GUIDE HACKS – Practical Strategies for Life on the Fly
LEAD > MEND > POINT > A Nymph Fisherman’s Mantra
by Ron Pecore, Senior Guide
This week I want to talk about an essential positioning component to effective nymph fishing.
The key to success I’m referring to is the matter of being consistently in position to make a timely and secure hook set. While guiding guests on the South Platte River, I often notice how some clients will over compensate the mending process throughout the drift..some will throw two or three mega mends, still others more than that. More costly still, some anglers will often dilly dally after the mend. This lag time puts folks (and their rods) out of position to both notice and make the hook set when it counts. Fly fishing is hard enough, we anglers don’t want to put ourselves at any disadvantage as it relates to the moment a fish takes our fly!
Watching an experienced angler last season, I told him, “Man you are the best mender I have ever seen. But did you see that strike?” His response…”not at all.” I think this story illustrates my point. Mending is a means to an end, not an end in itself. It’s possible that some of this over emphasis on mending is related to how many anglers have learned to fly fish by taking a guided trip in a drift boat, where ongoing mends are more appropriate given the width and depth of the water, as well as the typically longer duration of a drift. There’s just a lot more line out during that situation. Alternatively, in most Front Range nymph fishing situations, very little line is needed to present our fly patterns to fish. It’s really just a matter of making a transition with our line control mentality.
To me, line control is more a matter of efficiently managing a drift in preparation for a hook set. The latter part is critical. When nymph fishing, it’s all about getting into position to STRIKE (aka set the hook and close the deal).
I am more focused on coaching my guests to become the best strikers on the river, than I am worried about leading them to make perfect mends. As a matter of fact, I start teaching new anglers with the hook set, before I teach them about a mend. Though both are important, I want the notion of ‘SET THE HOOK’ to be at the very forefront of every angler’s mind. It’s about being prepared to strike, as soon as a rig hits the water. It’s about getting into what I call, “strike position” and managing line to stay at the ready to pull the trigger.
I break strike position down with three key concepts: LEAD. MEND. POINT. I’ll explain below.
The first key word to remember is ‘LEAD.” To clarify the term as it relates to hook set readiness, visualize yourself at the end of a roll cast upstream.
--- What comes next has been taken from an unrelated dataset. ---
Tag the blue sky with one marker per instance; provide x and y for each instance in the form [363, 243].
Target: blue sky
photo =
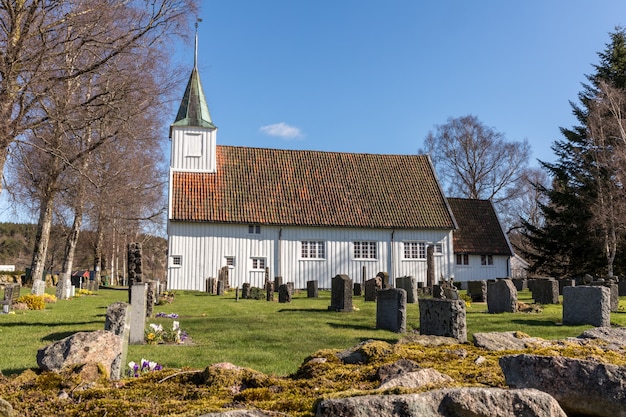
[377, 76]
As soon as your nymph rig hits the water your casting arm is moving the same speed that your indicator is drifting. By moving your arm this way, like a shotgun barrel following the bouncing bubble, there should be a relatively straight line from the rod tip on through to the indicator. You may have to use your other hand to strip in a little line as it is drifting downstream. Alternatively, raise your arm as the indicator drifts nearest to you, and lower as it moves away (forming almost a rainbow like arc with the rod tip) This LEAD with the rod/arm puts you in a perfect strike position to set the hook in a quick downstream tug. But most importantly you are now ready to strike rather than mend. Remember this is your number one job.
Now when your drift floats past your shoulder, this is when you throw your first “MEND.” Adjust your line quickly so you can get right back to your lead position. (Note: I am purposefully under-describing this component…).
I call this final position ‘POINT.’
As soon as you mend, you quickly point your rod slightly downstream of your indicator. Once again this puts you in the perfect strike position. Don’t delay. Admiring the mend is not as cool as admiring a beautiful Rocky Mountain trout. Get that rod back downstream to where you’re at the ready if a fish decides to sip your bug.
Remember, flies are not scented, and they don’t taste good to trout. They will spit em out faster than a toddler spits out vegetables. THAT is why you need to stay in strike position: Lead > Mend > Point.
Give it a try the next time you hit the river. If it leads to more hook sets, you’re on the right track, and likely hooking more fish.
Ron developed his precision reaction skills while training as a professional table tennis player (truth).
Although “Mend it to bend it” has become a popular expression amongst the kids, Ron believes “Set it to bend it” is where it’s at.